Informatics tools for gathering and analysing data have the potential to monitor various aspects of daily radiological practice, facilitating efforts to improve both quality and efficiency. Furthermore, machine learning and artificial intelligence can be used to extract additional, clinically relevant data from images and enable faster identification and characterisation of abnormalities. Therefore, informatics tools will clearly be indispensible for helping radiology practices make the transition from volume-based healthcare to value-based healthcare that maximises both quality and efficiency.

Turning away from machine learning and AI out of fear that they will replace us is not an option. Rather, radiologists must embrace these new tools, remembering that our ultimate purpose is not to “decode” image patterns or analyse texture in images but to integrate all imaging findings with clinical and other findings and help solve clinical problems.

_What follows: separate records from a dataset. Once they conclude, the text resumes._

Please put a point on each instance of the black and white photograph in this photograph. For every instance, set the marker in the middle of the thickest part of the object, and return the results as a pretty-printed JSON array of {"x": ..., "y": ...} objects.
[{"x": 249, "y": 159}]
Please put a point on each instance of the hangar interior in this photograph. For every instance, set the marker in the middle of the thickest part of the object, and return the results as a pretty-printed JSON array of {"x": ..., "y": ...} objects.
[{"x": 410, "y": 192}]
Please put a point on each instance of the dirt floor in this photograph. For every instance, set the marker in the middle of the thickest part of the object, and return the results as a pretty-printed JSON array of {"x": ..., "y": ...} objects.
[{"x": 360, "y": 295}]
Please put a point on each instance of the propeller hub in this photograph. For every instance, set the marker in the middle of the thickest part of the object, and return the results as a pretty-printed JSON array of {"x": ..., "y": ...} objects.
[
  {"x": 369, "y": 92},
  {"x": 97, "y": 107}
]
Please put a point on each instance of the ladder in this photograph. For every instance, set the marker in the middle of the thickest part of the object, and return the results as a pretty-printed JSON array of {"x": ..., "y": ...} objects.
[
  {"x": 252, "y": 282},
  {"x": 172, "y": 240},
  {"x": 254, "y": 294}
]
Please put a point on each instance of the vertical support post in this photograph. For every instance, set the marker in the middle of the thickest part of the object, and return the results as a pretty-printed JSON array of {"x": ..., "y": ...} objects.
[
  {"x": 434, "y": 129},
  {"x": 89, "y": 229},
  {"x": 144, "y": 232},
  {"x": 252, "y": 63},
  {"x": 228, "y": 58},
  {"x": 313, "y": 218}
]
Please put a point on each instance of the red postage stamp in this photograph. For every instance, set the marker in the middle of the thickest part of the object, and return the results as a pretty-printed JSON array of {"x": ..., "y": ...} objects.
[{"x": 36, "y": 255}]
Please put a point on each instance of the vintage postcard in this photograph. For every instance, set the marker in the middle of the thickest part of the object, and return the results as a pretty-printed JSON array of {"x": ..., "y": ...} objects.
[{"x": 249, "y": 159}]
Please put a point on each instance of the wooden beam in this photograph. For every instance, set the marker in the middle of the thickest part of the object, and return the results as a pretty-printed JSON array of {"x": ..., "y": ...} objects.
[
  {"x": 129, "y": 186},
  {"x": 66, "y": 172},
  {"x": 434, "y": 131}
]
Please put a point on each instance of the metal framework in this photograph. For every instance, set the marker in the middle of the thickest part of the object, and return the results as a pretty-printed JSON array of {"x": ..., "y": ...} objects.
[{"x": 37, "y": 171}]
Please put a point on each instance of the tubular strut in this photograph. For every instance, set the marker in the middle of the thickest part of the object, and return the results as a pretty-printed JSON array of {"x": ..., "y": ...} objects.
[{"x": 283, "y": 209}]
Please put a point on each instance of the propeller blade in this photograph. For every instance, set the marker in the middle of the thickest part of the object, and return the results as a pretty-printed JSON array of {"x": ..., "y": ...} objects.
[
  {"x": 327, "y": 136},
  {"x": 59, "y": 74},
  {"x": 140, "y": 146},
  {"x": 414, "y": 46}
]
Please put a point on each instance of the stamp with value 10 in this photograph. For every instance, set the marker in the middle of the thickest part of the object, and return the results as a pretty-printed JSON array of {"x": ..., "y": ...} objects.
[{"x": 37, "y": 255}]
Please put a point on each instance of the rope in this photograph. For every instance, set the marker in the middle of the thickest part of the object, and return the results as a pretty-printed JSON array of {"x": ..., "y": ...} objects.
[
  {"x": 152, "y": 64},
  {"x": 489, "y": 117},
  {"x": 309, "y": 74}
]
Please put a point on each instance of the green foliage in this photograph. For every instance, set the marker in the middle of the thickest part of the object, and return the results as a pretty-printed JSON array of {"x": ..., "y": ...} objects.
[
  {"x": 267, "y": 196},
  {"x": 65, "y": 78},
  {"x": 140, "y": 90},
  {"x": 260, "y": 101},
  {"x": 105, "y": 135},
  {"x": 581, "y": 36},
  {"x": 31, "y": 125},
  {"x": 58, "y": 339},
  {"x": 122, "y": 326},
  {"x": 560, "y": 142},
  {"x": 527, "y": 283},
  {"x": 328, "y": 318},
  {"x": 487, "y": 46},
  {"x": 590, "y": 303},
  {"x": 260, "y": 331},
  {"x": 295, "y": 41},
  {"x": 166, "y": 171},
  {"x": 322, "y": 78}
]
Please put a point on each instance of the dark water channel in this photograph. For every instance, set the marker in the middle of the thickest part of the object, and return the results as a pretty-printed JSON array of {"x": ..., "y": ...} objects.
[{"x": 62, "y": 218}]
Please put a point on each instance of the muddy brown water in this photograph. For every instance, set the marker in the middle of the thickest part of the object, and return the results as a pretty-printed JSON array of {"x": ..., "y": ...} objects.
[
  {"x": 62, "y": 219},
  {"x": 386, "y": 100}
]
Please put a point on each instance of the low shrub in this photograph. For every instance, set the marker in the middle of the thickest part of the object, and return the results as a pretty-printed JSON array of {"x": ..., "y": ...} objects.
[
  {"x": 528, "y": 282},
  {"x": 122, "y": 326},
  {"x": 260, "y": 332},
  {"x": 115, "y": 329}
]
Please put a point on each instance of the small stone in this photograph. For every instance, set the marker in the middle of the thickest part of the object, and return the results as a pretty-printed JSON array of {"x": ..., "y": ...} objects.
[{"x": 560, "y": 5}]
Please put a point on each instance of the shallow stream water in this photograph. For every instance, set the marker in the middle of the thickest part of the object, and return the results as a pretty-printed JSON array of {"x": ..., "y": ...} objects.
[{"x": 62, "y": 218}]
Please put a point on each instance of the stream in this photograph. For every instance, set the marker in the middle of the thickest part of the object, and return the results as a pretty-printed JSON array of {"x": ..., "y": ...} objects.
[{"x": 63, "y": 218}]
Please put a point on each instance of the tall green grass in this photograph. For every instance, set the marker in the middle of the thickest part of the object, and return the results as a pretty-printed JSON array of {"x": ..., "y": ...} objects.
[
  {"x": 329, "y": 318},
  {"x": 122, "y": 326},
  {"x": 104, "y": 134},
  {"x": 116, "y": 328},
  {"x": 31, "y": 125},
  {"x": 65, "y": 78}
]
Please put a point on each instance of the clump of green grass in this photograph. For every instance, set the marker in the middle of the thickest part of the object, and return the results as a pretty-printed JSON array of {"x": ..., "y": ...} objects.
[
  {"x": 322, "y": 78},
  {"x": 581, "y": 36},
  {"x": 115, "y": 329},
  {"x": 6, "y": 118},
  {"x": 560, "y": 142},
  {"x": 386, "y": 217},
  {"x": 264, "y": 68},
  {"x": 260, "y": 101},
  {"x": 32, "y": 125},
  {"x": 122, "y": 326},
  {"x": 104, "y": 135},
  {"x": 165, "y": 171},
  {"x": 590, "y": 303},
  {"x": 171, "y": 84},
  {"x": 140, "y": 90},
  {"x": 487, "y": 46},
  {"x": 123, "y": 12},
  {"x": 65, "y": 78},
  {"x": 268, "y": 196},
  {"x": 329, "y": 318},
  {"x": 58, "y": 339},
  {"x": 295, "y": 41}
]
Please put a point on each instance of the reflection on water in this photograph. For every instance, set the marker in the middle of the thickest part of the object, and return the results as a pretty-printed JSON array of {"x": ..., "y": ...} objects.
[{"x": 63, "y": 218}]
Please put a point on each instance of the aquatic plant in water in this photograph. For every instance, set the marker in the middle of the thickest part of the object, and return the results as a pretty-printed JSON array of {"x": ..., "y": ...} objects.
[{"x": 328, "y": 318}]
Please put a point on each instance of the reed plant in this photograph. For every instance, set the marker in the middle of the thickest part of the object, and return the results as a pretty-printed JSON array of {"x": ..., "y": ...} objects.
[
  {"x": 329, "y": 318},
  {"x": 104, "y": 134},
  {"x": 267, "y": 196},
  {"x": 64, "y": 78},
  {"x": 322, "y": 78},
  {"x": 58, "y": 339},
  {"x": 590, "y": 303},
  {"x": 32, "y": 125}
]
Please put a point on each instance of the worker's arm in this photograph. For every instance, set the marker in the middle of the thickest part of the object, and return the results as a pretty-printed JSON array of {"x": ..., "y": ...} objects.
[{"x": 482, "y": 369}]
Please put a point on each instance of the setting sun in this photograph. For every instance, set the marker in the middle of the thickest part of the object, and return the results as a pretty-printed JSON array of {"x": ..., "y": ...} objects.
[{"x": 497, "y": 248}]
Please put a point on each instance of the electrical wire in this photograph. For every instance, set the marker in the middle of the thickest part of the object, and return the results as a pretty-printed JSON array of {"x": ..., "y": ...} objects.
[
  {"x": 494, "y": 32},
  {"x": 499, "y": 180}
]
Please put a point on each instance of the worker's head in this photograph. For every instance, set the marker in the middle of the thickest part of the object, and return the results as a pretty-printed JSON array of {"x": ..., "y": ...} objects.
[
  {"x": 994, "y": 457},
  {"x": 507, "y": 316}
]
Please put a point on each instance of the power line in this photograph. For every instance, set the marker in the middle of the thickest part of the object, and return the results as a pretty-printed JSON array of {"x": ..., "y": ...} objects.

We need to participate in developing machine learning and AI tools that will help us, and we need to become masters in their application to clinical care.

At present, the value that radiologists provide is, unfortunately, often overlooked. In the predominant value-based healthcare models, a correct diagnosis is taken for granted: Measurement of value begins only with the start of therapy, and the impact of radiology on value is calculated solely in negative terms (i.e., when radiology is a source of diagnostic error).

However, anyone who has been through residency training in radiology knows that being a good radiologist requires a great deal of learning and practice. Numerous studies have shown that sub-specialisation further improves radiologists’ interpretive abilities and that direct consultations between radiologists and referring physicians affect clinical decision-making. Moreover, radiologists carry out many other demanding responsibilities, from assessing the appropriateness of imaging requests, to adjusting imaging protocols, attending to radiation protection needs, communicating with patients, managing radiology personnel and performing research to move the field forward.

Thus, we already know that radiologists add value, but we need to make this clear to policymakers and the broader public. In addition to enabling us to contribute even more value to clinical care, informatics tools will be essential to develop metrics that demonstrate our work’s value. In short, if we embrace change, the future of radiology—and especially oncologic imaging—will shine more brightly than ever.